Kritik an Handymasten an Moscheen
An türkischen Moscheen ragen außer Minaretten immer mehr Mobilfunk-Sendemasten in den Himmel. Zugleich mehren sich die Proteste gegen die Benutzung der Gotteshäuser als "Basisstationen" der Mobilfunkbetreiber.
In der westtürkischen Stadt Bursa wurden am Mittwoch acht Menschen in Polizeigewahrsam genommen, die sich an einer Demonstration gegen die Errichtung einer solchen Station beteiligt hatten.
Auch in DE und IT verpönt
Nach heftigen Protesten seitens der Bevölkerung bleiben auch in
Italien und Deutschland die meisten Kirchtürme der "Kommunikation
zwischen Gott und den Gläubigen" vorbehalten und dürfen nicht zur
Montage von Mobilfunksendern verwendet werden.
Katholiken gegen Handymast-StrahlungJahresgebühr von 4.600 Euro
Auch in türkischen Zeitungen wird die Vermietung der Moscheen zu kommerziellen Zwecken zunehmend als "Skandal" und "Schande" kritisiert.
Für die Erlaubnis, Funkmasten an oder auf Moscheen zu betreiben, müssen die Mobilfunkbetreiber eine Jahresgebühr von 4.500 USD [4.600 Euro] bezahlen. Nach Angaben der staatlichen Behörde für religiöse Angelegenheiten sollen die Einnahmen für die Pflege und die Restaurierung der Bauwerke verwendet werden.

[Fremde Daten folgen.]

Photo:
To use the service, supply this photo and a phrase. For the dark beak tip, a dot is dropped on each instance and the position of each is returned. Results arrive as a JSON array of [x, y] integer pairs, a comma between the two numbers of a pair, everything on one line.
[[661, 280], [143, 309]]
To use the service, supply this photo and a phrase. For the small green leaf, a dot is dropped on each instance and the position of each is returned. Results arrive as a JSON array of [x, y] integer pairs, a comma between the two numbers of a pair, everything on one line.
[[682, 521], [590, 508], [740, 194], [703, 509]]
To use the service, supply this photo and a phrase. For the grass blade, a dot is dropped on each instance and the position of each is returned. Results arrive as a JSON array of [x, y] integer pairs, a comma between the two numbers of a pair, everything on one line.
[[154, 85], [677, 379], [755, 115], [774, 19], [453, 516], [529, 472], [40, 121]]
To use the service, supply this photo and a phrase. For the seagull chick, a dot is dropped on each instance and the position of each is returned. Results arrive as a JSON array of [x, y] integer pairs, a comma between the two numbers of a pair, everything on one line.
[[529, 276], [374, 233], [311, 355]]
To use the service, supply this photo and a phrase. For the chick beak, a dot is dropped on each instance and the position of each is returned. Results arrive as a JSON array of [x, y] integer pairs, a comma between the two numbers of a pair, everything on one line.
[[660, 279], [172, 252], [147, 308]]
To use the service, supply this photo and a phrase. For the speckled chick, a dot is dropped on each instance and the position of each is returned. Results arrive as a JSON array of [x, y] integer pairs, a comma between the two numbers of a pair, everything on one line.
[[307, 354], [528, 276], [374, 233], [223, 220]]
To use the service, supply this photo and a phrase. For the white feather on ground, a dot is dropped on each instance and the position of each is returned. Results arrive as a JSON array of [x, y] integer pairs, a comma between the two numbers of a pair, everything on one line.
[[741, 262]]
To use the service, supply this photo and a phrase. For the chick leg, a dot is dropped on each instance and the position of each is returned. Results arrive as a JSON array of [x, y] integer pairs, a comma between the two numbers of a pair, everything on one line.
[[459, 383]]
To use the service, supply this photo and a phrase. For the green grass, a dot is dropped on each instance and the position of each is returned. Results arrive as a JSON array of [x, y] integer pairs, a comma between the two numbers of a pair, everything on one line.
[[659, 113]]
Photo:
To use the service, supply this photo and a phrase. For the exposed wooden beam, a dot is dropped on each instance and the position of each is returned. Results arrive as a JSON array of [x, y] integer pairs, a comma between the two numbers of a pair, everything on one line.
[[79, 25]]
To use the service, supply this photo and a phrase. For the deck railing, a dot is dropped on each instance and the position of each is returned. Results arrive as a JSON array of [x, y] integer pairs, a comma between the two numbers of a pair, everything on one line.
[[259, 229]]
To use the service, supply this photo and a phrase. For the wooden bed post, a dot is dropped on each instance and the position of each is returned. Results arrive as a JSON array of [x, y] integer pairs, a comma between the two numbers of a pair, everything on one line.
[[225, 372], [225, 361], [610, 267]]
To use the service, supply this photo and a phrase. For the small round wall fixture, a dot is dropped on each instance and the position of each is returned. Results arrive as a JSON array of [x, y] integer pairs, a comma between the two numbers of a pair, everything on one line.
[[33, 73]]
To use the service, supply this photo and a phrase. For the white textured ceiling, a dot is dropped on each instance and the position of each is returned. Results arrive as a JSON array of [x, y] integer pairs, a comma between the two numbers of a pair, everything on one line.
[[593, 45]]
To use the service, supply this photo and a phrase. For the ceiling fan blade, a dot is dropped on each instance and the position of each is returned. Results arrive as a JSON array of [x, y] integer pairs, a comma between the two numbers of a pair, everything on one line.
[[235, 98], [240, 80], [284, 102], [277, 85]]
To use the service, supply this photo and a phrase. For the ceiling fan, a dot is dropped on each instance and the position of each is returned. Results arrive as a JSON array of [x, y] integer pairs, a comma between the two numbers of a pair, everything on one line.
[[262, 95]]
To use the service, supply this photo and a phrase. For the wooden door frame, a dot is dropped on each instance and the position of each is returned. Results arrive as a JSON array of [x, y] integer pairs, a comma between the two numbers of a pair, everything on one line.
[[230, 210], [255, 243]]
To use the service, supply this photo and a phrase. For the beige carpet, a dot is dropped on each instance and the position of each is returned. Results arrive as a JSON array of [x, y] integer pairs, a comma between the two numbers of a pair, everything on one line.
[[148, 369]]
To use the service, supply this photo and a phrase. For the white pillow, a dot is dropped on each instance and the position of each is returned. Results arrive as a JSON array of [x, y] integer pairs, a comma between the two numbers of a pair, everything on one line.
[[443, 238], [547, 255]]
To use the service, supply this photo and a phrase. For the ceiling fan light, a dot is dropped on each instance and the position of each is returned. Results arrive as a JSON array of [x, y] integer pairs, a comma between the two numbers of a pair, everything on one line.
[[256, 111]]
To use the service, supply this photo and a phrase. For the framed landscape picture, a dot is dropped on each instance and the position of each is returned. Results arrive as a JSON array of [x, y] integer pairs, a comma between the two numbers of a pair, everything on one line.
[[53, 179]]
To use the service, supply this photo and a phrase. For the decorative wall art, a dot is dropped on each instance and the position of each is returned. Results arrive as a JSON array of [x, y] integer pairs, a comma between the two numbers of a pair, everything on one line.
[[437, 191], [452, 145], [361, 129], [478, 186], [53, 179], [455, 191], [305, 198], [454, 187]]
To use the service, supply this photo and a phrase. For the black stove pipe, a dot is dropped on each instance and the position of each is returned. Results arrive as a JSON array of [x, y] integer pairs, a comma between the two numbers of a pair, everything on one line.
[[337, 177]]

Kärntner Unternehmen tarnt Masten als Tannenbäume
Eine unauffällige Lösung bietet die Kärntner Firma Pall
Engineering. Sie tarnt die Mobilfunk-Sendemasten einfach als
Tannenbäume. In der Schweiz, Holland, Slowenien und Österreich sind
bereits "Bäume" der Firma Pall in Betrieb.